If I took away one thing from Shut the Front Door Improv’s (STFD) Fringe Prov on Sunday night it was that the cast of Whose Line is it Anyways makes it look way too easy. The STFD team spent an hour playing various Whose Line games both with and without audience participation in the blind hope that they’ll stumble upon something funny. Now, it’s true that the show changes every night, so maybe STFD just had an off night at the end of the week but for an improv comedy show they just didn’t deliver.

My dislike of audience interaction is well documented and I always admit my bias and go in with an open mind. I’m proud to say though, that this is the first show in which I hoped throughout the entire sixty minutes that STFD would pull more audience members up on the stage. They were the funniest part of the show. The suggestions from the crowd and the brave souls who ventured up on stage provided me some of the only laughs of the evening.

There are two golden rules of improv in theatre: 1) say yes! If you’re improv partner holds out their hand and says “here take this apple” and you say “No! That’s a baseball” then the scene will quickly die; 2) move on! If something is not working, or not funny, move on to something new, something different. Neither of these rules was followed last night. At one point half way through one of the skits a member of the troupe actually said, “You’re giving me nothing to work with!” That really said it all.

The most painful game of the night Late for Work, involved one of the troupe having to guess why he was late for work while two others tried to mime out the situation behind the back of his boss. The audience had suggested three things that had kept him that morning and despite a very good charades attempt from the two mimers, the guesser just wasn’t getting it. Instead of moving on to the next situation, the audience sat stunned by the fact they refused to move on until he had guessed it correctly. Even the performer playing the boss was trying to get him to move on to the point of feeding him the correct answer.

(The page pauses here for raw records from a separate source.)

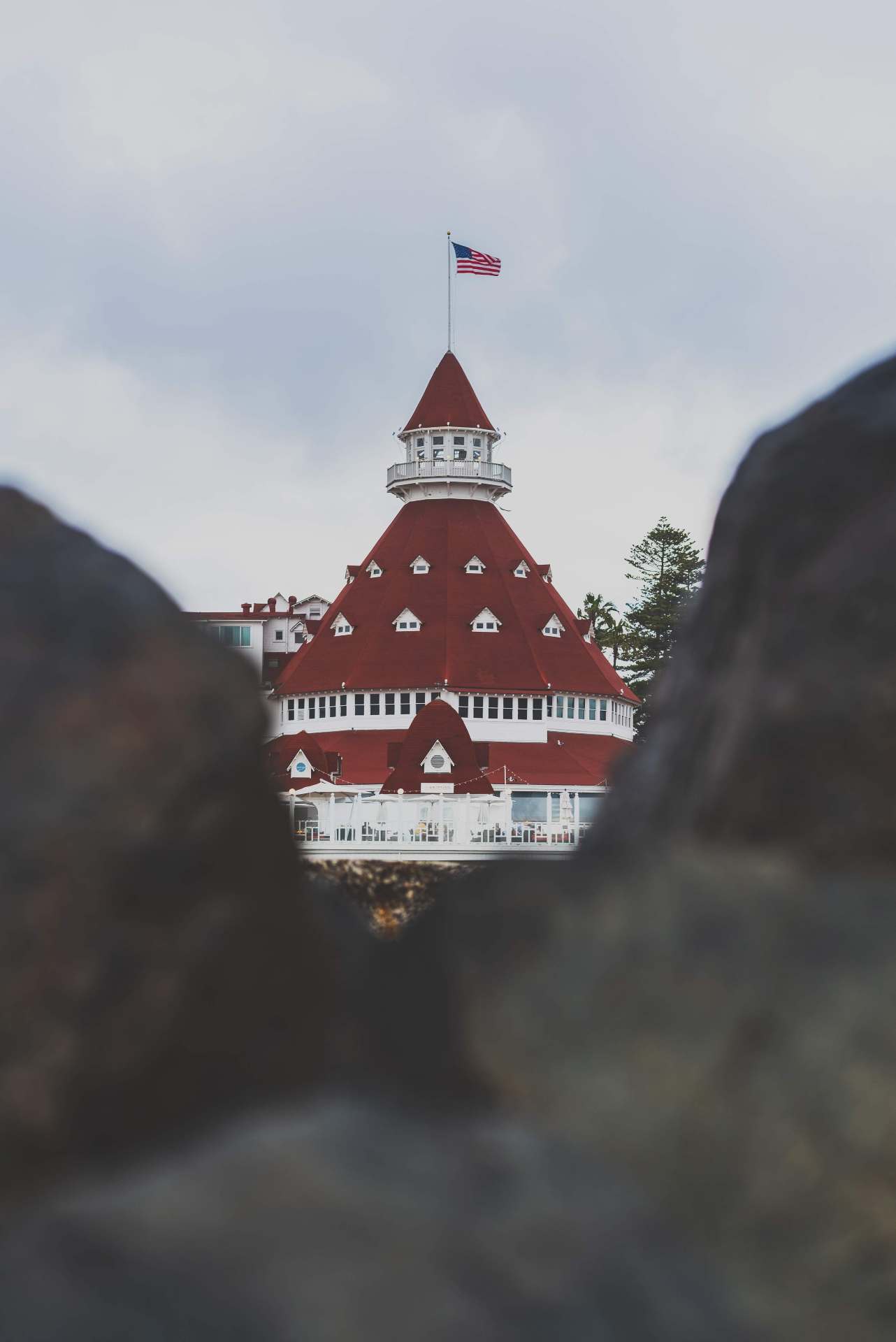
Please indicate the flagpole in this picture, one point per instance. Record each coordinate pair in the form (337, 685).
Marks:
(449, 289)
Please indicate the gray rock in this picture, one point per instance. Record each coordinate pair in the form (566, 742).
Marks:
(157, 968)
(357, 1222)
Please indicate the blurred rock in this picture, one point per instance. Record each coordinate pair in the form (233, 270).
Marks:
(777, 719)
(157, 969)
(357, 1222)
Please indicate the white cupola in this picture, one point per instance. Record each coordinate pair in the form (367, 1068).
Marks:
(448, 445)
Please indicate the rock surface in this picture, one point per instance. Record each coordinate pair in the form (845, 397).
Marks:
(156, 967)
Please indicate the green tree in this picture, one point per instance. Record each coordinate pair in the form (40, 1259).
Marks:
(609, 631)
(670, 568)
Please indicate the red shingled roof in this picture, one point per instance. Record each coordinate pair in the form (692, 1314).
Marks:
(438, 721)
(566, 760)
(448, 399)
(446, 650)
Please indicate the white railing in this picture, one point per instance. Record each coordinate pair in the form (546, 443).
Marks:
(449, 827)
(456, 470)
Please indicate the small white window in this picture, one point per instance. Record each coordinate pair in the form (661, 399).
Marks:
(407, 621)
(486, 621)
(436, 760)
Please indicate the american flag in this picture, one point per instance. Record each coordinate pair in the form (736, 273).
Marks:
(475, 264)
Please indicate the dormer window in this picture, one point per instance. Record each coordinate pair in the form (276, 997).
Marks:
(486, 621)
(436, 760)
(301, 768)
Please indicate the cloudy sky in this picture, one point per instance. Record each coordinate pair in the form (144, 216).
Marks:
(224, 261)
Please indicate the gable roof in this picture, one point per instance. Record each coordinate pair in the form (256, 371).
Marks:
(438, 721)
(448, 399)
(447, 651)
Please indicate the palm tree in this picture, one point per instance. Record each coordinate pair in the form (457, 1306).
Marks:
(609, 631)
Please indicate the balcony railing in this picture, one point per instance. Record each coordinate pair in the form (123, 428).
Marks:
(449, 470)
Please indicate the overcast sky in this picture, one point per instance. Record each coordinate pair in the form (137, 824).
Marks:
(224, 261)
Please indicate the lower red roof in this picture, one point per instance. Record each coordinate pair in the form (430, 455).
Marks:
(565, 760)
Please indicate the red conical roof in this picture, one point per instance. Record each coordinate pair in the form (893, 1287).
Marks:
(447, 600)
(448, 399)
(438, 721)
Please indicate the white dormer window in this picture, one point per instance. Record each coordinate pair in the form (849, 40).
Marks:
(486, 621)
(301, 768)
(436, 760)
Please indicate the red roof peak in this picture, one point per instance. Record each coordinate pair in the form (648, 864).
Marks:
(448, 399)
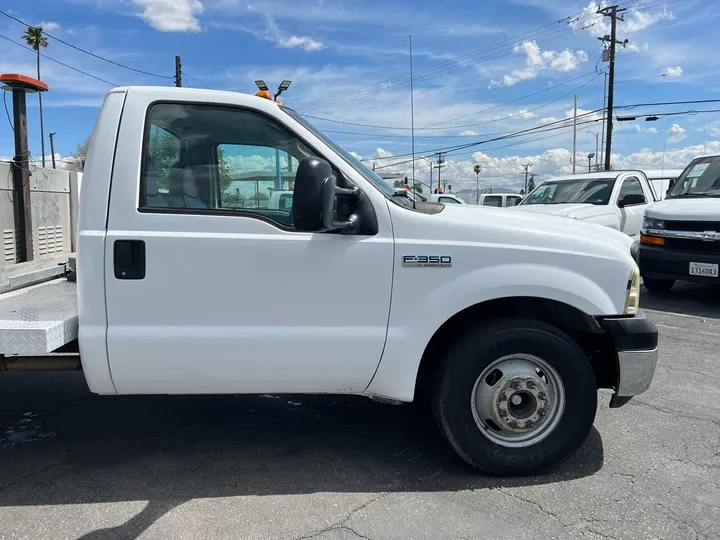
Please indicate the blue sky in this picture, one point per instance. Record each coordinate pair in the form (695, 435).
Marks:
(476, 65)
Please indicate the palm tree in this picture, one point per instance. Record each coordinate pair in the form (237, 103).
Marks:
(478, 170)
(34, 38)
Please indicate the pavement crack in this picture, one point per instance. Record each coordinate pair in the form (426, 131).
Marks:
(343, 523)
(535, 504)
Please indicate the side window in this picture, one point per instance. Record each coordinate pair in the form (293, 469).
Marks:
(447, 200)
(211, 157)
(631, 186)
(493, 200)
(163, 151)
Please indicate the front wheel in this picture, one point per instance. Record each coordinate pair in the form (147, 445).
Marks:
(515, 397)
(658, 285)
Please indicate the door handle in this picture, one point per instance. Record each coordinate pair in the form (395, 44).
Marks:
(129, 259)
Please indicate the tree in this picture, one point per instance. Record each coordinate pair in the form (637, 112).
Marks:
(224, 170)
(34, 38)
(77, 158)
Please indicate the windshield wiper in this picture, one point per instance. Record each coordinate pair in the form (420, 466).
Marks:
(694, 195)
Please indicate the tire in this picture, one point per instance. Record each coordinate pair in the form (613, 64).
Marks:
(658, 285)
(514, 343)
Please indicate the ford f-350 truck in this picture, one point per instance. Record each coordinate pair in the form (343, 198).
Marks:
(506, 326)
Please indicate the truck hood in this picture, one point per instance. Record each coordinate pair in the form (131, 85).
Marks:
(556, 229)
(571, 210)
(690, 209)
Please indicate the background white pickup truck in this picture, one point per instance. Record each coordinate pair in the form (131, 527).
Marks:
(505, 325)
(616, 199)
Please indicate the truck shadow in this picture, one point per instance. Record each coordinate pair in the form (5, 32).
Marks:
(171, 449)
(685, 298)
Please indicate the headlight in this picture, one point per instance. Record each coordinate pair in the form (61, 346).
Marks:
(653, 224)
(632, 297)
(635, 251)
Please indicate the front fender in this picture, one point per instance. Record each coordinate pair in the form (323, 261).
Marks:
(414, 318)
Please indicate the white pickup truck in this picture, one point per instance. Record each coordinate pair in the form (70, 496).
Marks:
(616, 199)
(506, 326)
(681, 235)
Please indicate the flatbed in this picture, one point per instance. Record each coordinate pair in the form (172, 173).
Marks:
(39, 319)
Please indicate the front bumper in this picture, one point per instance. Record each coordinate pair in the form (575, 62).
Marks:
(663, 263)
(636, 344)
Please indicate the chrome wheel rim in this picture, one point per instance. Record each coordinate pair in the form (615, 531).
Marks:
(518, 400)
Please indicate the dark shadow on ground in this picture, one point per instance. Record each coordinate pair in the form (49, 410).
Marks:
(171, 449)
(685, 298)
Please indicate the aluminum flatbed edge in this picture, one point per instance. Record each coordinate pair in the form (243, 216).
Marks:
(39, 319)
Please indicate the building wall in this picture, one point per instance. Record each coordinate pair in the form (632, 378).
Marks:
(52, 199)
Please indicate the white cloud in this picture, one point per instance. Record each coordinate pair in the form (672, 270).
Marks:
(49, 26)
(507, 171)
(676, 133)
(636, 20)
(537, 61)
(304, 42)
(521, 114)
(671, 71)
(171, 15)
(641, 129)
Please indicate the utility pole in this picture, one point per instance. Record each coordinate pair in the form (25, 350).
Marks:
(527, 168)
(440, 160)
(596, 135)
(178, 72)
(602, 135)
(575, 135)
(52, 147)
(612, 12)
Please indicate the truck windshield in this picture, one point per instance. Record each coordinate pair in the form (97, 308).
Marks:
(583, 190)
(700, 179)
(377, 181)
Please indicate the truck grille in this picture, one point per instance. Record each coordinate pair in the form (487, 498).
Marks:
(692, 246)
(693, 226)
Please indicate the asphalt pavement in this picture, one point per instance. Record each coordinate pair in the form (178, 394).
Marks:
(74, 465)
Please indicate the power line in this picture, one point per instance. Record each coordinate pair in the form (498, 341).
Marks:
(519, 99)
(536, 129)
(58, 61)
(136, 70)
(461, 61)
(562, 130)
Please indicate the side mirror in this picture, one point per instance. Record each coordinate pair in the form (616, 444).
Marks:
(631, 199)
(314, 198)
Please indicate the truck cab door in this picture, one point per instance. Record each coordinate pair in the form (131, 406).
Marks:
(631, 216)
(209, 290)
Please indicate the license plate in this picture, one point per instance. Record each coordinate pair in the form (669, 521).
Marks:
(704, 269)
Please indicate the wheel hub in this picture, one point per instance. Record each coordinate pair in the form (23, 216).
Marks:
(521, 404)
(518, 400)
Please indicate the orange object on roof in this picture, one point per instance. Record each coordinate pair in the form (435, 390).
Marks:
(16, 80)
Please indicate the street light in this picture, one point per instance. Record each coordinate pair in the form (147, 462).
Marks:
(590, 156)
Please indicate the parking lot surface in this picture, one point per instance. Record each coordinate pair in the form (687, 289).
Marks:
(76, 465)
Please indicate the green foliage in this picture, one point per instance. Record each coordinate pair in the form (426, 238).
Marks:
(163, 152)
(34, 37)
(224, 170)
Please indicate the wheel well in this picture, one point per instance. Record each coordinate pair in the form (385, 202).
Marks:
(582, 328)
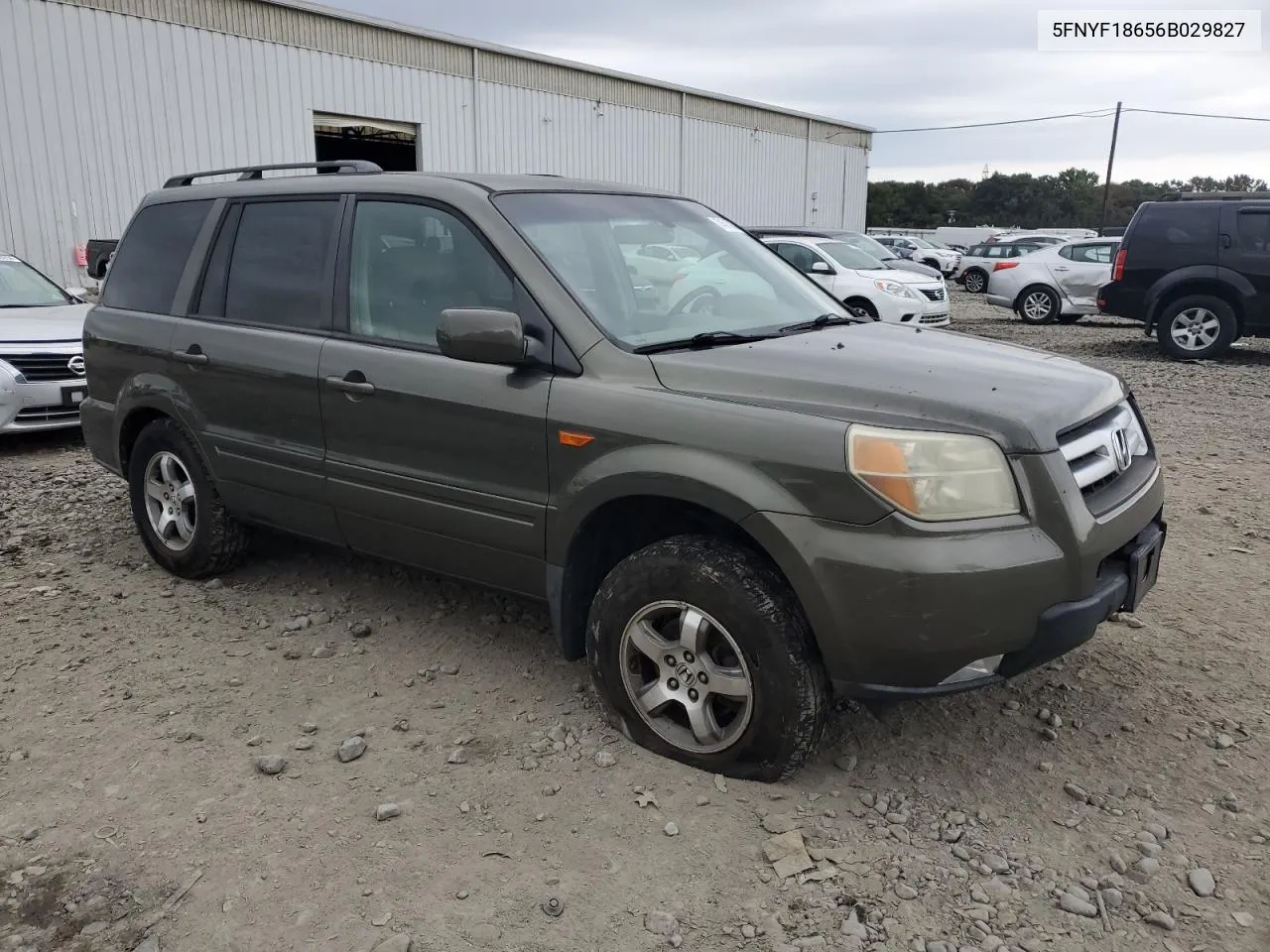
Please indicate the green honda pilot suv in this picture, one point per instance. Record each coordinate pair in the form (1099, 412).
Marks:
(735, 507)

This is certainly not a family show, not for young children, and not even one I would be comfortable seeing with my mother. The sexual innuendoes and positions were rampant and while there were some funny moments there were far more moments that made me cringe.

Improv is incredibly difficult to do well and this show was sorely without good laughs and fast-paced humour.

  /   4

Ryan Cole is a local actor, director and founding member of Richmond and Tower Productions.